Science Has Some Very Good News for Coffee Drinkers
Coffee fanatics, rejoice!
The good news: There may be no such thing as "too much coffee." In fact, your beloved beverage helps your body beyond propelling a short-term energy jolt.
According to the journal Hepatology, coffee — even decaf — boosts liver function. In a survey of 27,793 people from 1999-2010, researchers found that coffee intake was inversely proportional to liver enzyme levels. This is great considering elevated levels are associated with damage and inflammation of the liver.
More than 14,000 of the study's subjects drank coffee. Another 2,000 drank a decaffeinated sister beverage. And when adjusted for age, sex, race, education, smoking and alcohol intake, among others factors, coffee drinkers' livers came out on top.
What about those haters that say caffeine is bad for you? They're out there. As TIME notes, much of the anti-caffeine literature came out of the '70s and '80s, and it linked the beverage to increased rates of cancer and heart disease. However, according to disease and nutrition expert Dr. Rob van Dam of the Harvard School of Public Health, such studies didn't adjust for smoking or other unhealthy activities.
There's also the favorite theory of caffeine-averse parents everywhere: It stunts your growth. But as the New York Times pointed out in 2005, this claim is flawed. Namely, after years of research, there's "no evidence that it has any effect on height."
This is not to say caffeine is a total saint. Too much of it can make you jittery and lead to problems with sleep. It can cause complications for pregnant women, and those with high blood pressure are advised to cut back.

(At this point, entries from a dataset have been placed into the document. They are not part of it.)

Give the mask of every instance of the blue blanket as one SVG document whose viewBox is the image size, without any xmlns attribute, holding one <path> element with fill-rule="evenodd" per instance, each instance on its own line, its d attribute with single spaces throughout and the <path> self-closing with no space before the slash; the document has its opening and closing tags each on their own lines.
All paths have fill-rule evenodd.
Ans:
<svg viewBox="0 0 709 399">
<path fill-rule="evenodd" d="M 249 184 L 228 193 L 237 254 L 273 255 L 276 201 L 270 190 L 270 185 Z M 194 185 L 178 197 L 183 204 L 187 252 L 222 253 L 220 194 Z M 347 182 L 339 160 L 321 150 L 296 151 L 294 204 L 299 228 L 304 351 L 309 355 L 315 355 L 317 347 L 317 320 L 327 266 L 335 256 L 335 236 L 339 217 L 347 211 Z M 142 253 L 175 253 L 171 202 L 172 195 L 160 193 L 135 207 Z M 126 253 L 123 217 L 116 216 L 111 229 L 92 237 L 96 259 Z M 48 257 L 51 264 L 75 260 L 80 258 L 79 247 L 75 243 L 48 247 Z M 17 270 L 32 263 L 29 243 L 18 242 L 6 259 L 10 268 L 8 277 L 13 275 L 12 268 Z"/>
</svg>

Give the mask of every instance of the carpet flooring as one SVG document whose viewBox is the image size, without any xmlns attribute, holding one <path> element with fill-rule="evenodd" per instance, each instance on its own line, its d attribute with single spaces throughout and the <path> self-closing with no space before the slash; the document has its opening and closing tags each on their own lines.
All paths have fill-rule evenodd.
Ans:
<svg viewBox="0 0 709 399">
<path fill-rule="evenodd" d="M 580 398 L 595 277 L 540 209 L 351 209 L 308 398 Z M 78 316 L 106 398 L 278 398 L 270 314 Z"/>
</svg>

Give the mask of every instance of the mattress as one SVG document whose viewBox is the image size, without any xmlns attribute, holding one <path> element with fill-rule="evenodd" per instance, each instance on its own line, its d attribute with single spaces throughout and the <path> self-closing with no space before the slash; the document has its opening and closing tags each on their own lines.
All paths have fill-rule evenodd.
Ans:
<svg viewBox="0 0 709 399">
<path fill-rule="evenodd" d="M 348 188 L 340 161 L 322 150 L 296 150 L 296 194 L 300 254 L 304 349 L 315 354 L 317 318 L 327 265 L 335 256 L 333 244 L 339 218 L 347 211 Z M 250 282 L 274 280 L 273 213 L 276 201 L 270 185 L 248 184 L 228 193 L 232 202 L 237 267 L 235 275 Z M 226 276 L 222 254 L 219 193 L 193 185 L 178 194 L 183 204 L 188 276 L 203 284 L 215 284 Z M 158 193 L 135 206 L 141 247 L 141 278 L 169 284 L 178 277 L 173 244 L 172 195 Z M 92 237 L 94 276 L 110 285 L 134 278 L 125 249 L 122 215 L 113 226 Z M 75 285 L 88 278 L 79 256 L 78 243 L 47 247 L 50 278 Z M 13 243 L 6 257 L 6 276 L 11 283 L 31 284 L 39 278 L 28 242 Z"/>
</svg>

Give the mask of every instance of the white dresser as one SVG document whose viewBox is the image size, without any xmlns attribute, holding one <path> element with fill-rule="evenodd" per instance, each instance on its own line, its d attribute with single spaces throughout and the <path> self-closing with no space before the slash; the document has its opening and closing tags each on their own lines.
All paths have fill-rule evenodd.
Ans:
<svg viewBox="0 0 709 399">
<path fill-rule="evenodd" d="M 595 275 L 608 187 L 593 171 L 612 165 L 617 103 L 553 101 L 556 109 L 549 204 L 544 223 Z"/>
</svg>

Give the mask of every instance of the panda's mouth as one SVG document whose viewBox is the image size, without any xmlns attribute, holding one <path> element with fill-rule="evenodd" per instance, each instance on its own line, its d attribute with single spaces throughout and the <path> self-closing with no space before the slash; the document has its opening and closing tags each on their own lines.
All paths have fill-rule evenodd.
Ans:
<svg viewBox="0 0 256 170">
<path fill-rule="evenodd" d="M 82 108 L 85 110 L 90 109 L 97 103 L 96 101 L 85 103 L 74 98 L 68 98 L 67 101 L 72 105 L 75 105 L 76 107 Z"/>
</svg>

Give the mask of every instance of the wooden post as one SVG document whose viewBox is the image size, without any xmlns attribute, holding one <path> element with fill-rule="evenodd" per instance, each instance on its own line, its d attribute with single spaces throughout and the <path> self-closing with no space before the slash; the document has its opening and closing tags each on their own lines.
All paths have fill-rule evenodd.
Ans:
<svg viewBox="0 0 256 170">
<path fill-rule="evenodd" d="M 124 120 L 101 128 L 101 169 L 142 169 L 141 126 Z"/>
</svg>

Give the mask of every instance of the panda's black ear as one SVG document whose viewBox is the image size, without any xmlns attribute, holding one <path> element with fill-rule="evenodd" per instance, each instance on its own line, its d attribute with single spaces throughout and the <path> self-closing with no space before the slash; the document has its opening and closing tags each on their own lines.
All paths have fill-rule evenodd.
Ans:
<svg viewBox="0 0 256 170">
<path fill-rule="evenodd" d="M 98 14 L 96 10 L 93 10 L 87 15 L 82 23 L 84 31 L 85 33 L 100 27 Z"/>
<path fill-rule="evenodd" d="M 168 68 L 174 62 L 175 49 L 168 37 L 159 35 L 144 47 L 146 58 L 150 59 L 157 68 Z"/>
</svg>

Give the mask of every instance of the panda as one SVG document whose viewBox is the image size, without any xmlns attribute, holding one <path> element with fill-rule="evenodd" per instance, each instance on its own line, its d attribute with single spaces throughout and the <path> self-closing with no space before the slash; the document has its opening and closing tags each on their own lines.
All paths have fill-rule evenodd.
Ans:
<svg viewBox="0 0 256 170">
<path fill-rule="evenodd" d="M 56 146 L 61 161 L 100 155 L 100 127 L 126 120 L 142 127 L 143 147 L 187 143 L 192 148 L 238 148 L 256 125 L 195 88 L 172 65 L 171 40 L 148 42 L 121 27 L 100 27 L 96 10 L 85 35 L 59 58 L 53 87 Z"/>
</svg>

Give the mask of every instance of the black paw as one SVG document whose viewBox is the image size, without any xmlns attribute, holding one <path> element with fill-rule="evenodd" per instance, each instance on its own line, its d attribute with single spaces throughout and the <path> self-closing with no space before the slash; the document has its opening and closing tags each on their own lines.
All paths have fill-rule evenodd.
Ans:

Still, we're in the golden age of caffeine. It doesn't seem to be linked to a risk of hypertension. It can improve exercise performance. It's been looked at as a pain reliever, and it's connected to a lowered risk of dementia and Type 2 diabetes.
The consensus, then, appears to be this: Coffee may not yet have proven itself to be the wonder drug we're all hoping for, but at the very least, it's not actively harmful.